To put the world onto a path to low-carbon prosperity, we need to do three things above all else between now and November 2021:


  1. We need to rebuild better from the COVID-19 crisis. Climate and clean energy should be at the center of economic stimulus and recovery efforts, so that as we emerge from the crisis we accelerate the shift to a low-carbon future. 

    This is not just good climate policy – it’s good economic policy

    Investments in renewable energy, energy efficiency, and vehicle electrification create good jobs today and buy down the cost of clean energy in future years. These investments must be done in a way that promotes equity and justice, by investing in the low-income neighborhoods and communities of color that often face the most direct and dire consequences of climate change. This will redress the toxic burden of pollution that they have been made to disproportionately suffer, and ensure a fair transition for workers in fossil fuel communities.
  2. We need the private sector to step up. Over 1,000 companies have taken on net zero targets. Corporations including Apple, Ford, and McDonald’s have also been among this summer’s climate leaders.

    EDF is leading an effort to develop a set of recommendations to maximize the benefits of voluntary market investments towards climate goals, while driving funds to emissions reduction projects. We are hosting a Climate Week NYC event exploring how the finance community can drive the transition to a 100% clean economy. I invite you to join us.
  3. The world’s largest emitters need to lead.

    Europe is leading the way, as it long has, with the EU Green Deal and with the announcement that they will significantly increase their climate ambition. 

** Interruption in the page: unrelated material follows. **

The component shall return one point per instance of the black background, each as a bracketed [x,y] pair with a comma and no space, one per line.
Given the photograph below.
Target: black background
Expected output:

    China is on track to jumpstart the first trade of the world’s largest carbon market this year and is expected to announce a new NDC in the coming months, according to the government’s plan. 

    However, the most critical need for leadership is in the U.S. The U.S. not only should rejoin the Paris Agreement, but also rejoin it in a way that restores American credibility, projects American leadership and boosts global ambition.

    That will require an aggressive 2030 target backed up by a comprehensive national climate policy. That policy agenda must include a massive investment in clean energy. Next-generation Clean Air Act standards that go well beyond the regulations of the Obama administration, and an enforceable declining limit on carbon pollution that puts the entire economy on a path to net zero emissions and aligns market incentives with the low-carbon transition.

With the right leadership and commitments, the next 14 months can put us back on a critical path to bold climate solutions. Climate Week NYC 2020 can be a catalyst.